The online meeting on Monday between the three Nile basin countries is the second of a new round of talks brokered by the African Union to resolve the years-long dispute about the hydroelectric Grand Ethiopian Renaissance Dam.
Egypt, the Arab world’s most populous country, fears that the dam will reduce its water supply and is seeking a legally binding deal that would guarantee appropriate flows of water and a legal mechanism for resolving disputes before the dam starts operating.
Ethiopia wants the dam to boost its power exports, whereas Egypt relies almost exclusively on the Nile for farming, industry and domestic water use.
During Monday’s meeting, Egypt’s Water Resources and Irrigation Minister Mohamed Abdel Aty expressed his country’s rejection of Ethiopia’s “unilateral measure” of starting the filling of the dam without consultation and coordination with Egypt and Sudan, which both lie downstream, according a statement issued by his spokesperson.
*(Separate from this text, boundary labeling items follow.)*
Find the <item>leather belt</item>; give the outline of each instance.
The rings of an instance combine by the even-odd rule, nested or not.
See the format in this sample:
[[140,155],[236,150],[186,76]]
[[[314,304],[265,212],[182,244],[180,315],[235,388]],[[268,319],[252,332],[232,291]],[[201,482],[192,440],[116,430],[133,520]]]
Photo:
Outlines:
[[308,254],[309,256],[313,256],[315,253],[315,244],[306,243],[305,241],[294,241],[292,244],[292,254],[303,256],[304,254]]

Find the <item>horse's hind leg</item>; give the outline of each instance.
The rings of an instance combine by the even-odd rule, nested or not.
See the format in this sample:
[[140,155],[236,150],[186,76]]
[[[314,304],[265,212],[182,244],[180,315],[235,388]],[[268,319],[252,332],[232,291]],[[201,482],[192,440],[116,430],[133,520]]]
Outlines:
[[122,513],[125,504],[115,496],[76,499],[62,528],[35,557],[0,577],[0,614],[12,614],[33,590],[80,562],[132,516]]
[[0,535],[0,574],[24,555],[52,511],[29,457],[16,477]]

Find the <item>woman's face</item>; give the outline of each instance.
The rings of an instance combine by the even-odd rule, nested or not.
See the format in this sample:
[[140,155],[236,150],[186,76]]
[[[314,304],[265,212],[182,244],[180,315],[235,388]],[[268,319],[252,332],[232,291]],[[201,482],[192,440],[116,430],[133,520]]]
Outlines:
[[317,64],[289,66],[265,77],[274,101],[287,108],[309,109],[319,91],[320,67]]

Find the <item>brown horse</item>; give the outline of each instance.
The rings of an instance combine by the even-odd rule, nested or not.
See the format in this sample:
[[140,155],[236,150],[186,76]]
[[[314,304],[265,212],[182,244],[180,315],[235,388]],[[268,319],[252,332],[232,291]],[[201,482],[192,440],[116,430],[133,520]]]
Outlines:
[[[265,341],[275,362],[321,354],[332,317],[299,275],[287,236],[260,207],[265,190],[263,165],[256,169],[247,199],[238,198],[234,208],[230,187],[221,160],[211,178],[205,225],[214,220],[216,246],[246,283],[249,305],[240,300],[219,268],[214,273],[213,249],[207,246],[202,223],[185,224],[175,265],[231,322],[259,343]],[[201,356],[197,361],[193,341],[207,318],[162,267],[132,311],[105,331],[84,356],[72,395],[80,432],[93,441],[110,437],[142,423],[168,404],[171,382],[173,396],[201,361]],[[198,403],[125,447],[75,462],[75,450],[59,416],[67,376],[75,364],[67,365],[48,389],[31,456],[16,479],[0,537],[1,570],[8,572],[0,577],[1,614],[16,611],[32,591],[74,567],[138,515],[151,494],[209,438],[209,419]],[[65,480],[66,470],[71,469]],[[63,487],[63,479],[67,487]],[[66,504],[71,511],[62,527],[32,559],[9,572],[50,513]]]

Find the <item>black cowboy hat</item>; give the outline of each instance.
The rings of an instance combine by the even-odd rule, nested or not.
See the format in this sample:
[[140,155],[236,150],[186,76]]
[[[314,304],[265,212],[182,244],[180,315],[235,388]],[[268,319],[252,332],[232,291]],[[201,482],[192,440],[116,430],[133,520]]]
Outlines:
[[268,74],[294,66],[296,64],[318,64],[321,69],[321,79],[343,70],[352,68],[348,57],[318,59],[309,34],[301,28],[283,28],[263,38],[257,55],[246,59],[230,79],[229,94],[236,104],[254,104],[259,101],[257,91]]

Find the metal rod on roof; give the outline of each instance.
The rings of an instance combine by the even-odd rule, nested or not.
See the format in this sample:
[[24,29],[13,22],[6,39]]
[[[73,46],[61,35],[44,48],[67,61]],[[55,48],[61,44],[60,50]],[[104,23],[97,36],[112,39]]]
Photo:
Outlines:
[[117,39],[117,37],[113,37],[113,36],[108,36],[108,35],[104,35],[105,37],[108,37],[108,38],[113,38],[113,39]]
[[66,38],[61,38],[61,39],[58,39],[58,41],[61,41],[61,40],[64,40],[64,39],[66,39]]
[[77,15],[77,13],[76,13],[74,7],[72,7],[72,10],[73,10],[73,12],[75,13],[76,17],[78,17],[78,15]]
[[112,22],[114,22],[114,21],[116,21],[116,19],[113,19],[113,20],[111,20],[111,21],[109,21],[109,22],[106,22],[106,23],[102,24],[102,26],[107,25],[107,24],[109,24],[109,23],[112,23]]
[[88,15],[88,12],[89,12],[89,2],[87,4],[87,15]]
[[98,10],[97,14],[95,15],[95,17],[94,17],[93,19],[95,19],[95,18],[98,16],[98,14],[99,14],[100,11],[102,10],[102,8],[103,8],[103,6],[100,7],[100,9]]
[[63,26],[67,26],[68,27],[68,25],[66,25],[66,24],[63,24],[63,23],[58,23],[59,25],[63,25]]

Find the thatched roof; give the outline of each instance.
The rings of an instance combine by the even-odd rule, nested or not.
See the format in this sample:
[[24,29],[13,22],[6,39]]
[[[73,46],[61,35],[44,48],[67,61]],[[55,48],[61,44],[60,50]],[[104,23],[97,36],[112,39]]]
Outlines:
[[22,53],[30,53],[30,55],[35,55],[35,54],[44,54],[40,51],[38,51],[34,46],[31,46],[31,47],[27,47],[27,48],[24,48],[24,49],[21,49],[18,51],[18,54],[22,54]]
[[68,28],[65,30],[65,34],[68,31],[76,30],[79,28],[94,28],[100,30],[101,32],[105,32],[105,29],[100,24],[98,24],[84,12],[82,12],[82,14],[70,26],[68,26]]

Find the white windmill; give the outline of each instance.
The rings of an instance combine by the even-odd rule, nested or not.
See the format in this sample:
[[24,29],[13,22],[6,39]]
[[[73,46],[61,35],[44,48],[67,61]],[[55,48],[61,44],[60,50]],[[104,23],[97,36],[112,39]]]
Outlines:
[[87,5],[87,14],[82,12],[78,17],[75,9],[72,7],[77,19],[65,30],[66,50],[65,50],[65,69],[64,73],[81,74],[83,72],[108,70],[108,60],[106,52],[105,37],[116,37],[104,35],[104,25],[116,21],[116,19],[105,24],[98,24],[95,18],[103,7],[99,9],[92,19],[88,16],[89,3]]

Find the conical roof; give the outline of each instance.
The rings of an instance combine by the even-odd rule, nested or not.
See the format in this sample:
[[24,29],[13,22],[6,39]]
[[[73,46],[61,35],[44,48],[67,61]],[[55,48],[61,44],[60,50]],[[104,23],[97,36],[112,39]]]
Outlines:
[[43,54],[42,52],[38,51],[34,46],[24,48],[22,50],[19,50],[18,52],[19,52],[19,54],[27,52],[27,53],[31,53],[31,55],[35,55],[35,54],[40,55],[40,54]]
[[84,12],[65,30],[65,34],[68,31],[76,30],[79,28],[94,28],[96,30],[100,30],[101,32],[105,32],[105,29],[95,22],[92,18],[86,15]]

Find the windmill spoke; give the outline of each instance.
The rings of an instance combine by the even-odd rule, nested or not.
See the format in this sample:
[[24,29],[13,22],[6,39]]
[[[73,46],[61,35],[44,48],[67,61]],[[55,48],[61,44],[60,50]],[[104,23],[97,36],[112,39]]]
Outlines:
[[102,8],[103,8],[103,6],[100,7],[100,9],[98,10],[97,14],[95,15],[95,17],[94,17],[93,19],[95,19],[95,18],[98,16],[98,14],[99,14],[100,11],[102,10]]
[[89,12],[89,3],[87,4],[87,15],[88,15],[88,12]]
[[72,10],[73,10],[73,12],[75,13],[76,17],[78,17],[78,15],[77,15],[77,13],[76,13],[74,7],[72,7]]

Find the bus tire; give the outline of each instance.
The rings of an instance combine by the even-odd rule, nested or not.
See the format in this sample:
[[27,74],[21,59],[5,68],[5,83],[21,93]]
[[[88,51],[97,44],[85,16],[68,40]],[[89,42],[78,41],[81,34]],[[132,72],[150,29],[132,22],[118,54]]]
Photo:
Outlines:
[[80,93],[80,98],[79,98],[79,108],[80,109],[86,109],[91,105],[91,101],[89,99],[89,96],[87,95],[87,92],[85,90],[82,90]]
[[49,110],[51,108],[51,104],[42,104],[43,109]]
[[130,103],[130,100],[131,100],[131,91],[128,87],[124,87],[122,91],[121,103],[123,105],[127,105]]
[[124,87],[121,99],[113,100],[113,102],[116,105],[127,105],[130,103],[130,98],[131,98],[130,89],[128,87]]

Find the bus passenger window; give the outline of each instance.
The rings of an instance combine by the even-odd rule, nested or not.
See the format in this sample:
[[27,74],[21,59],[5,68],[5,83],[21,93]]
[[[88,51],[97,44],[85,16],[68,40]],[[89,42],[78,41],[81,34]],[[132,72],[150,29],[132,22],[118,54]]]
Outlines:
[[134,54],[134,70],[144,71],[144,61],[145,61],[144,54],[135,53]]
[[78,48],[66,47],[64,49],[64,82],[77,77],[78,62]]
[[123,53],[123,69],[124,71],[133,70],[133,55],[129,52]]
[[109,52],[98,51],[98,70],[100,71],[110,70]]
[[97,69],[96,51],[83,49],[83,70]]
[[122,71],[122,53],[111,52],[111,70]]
The minister said the move “gives negative indications that Ethiopia does not want to reach a fair agreement and runs counter to a previous agreement of principles.”
The three countries agreed that the legal and technical committees will discuss the contentious issues during the next two days. The results will be presented at a ministerial meeting on Thursday.
Tens of thousands of Ethiopians celebrated the first filling of the dam on Sunday, flooding the streets of the capital Addis Ababa in support of the project.
In July, Ethiopian Prime Minister Abiy Ahmed said the country had completed the first filling of the dam thanks to seasonal rainfall.